Legal Awareness & Way Forward
During our studies in law schools, we are taught about Article 19 of Constitutional Law regarding freedom of speech and the restrictions on free speech based on the grounds mentioned in Article 19. However, our legal education on this particular matter should be organized in such a way that there should be a distinction between these restrictions as direct and indirect restrictions on freedom of speech. The direct restrictions are based on grounds such as public order, decency and morality, etc which are already mentioned in Article 19. There is an existing awareness among the legal fraternity regarding the direct restrictions, as immense litigation took place under Article 19. On the other hand, many law students, lawyers and advocates among the legal fraternity are not acquainted with the fact that freedom of speech can be restricted through indirect ways as well. The doctrine of chilling effect explains these indirect restrictions on freedom of speech. There should be promotions, discussions, podcasts, seminars etc., in the field of legal education about legal doctrines, which have a huge impact on legal jurisprudence. For instance, the chilling effect relates to indirect restrictions on freedom of speech. This will increase awareness among law students regarding the indirect restrictions that the government puts on individuals through vague and arbitrary laws. This will eventually lead to awareness among the legal fraternity as well.

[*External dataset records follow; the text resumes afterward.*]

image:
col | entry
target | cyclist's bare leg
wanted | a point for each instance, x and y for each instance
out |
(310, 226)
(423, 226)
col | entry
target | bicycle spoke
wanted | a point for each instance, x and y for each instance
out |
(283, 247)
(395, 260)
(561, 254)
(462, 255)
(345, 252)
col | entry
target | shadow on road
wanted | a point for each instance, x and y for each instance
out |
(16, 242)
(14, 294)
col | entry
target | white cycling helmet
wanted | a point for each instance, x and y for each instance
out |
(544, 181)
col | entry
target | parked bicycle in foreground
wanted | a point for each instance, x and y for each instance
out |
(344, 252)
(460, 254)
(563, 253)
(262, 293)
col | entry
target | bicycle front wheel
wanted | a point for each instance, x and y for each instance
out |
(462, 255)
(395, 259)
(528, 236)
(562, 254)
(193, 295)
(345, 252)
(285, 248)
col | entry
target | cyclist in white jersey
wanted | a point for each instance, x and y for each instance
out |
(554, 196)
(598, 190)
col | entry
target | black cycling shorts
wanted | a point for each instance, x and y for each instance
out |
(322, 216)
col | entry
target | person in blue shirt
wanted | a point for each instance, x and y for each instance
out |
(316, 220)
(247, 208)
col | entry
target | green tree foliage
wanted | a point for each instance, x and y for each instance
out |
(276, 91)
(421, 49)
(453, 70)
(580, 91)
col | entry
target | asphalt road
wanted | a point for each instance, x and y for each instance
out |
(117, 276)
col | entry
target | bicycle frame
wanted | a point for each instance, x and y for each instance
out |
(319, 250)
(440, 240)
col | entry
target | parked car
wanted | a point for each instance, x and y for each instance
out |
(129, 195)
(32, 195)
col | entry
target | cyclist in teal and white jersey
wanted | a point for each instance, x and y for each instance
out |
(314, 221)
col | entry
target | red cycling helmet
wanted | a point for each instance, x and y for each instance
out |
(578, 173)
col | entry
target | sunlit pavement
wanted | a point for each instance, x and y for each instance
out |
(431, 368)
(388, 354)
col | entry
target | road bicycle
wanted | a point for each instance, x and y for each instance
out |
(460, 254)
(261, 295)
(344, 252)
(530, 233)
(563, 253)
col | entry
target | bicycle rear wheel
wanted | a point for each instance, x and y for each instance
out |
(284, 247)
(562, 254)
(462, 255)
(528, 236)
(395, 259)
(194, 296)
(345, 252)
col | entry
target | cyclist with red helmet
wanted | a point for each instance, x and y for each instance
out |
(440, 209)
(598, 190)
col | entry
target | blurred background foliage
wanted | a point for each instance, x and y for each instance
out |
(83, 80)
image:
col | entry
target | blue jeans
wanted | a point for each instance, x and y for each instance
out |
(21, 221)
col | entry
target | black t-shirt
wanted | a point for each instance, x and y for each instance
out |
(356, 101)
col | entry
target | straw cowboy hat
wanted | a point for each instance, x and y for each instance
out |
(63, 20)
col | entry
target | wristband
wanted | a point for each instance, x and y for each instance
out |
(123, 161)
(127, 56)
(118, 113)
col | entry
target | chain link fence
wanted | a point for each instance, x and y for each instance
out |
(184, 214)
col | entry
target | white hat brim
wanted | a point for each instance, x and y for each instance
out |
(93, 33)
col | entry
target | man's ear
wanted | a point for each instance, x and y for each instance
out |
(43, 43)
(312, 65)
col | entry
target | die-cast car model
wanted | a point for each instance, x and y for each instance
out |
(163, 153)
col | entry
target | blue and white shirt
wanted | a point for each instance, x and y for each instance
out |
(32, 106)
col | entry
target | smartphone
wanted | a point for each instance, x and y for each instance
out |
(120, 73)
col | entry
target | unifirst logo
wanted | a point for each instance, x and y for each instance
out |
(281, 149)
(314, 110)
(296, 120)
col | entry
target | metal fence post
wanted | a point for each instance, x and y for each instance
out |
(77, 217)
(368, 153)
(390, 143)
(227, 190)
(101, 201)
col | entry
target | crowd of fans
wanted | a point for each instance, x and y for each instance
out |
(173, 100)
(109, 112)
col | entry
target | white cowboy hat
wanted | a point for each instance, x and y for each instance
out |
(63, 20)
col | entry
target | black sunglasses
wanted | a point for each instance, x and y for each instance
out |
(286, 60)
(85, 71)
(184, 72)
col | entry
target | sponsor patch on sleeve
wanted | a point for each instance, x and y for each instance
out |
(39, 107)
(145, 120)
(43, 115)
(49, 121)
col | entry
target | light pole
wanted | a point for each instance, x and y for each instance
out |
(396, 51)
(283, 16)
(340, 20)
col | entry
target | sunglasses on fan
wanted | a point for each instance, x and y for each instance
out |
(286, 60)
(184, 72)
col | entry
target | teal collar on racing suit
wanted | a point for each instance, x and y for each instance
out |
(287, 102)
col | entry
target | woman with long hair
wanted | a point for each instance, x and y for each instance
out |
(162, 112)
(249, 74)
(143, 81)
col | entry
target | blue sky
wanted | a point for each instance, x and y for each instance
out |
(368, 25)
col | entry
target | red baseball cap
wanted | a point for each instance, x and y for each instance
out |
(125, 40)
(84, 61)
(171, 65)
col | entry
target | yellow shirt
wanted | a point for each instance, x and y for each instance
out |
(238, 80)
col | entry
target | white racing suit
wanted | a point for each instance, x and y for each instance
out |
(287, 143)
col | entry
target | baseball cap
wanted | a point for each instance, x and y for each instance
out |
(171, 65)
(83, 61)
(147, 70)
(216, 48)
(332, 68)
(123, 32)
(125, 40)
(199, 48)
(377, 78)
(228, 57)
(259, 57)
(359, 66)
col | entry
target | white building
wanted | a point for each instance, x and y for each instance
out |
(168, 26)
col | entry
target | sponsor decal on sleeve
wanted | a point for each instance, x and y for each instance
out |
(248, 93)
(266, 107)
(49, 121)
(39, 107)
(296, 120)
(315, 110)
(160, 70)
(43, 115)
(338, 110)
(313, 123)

Despite some mentions of chilling effects in Supreme Court judgements, the concept still didn’t get any recognition. Well, according to many experts, it is due to the matter that the doctrine is not litigated extensively in India. But the main point of the question is: Why has such a doctrine that incorporates the indirect restriction on freedom of speech not been litigated? Sometimes, the most important thing, despite its prominence, remains ignored or discarded. This is the nature of all humans that we keep something untouched and then immediately focus on that particular thing. Laws are also being made and litigated by humans only (until and unless there is a takeover by AI). For instance, the morality mentioned under Article 19(2), Article 19(4), Article 25 (1) and Article 26 was referred in less than ten Supreme Court cases till 2010. However, in 2018 alone, the term ‘Morality’ was referred to in more than 10 cases. It also gained more popularity and was discussed by many after the Indian Young Lawyers Association vs The State of Kerala case. Hence, a concept or a particular thing sometimes remains undisturbed and then it just booms. This is the same case with the doctrine of chilling effect. It is true that this doctrine has not been litigated on a large scale, but with more cases related to freedom of speech in the future, this doctrine will be discussed more and will find its place in Indian laws. This can only be achieved if there are more reasonable and logical reforms in the legal field, which will particularly focus educating law students, lawyers and advocates about the indirect ways of restricting freedom of speech. They will be comprehensively knowledgeable and dig out more ways of litigation in the future on the matter of chilling effect.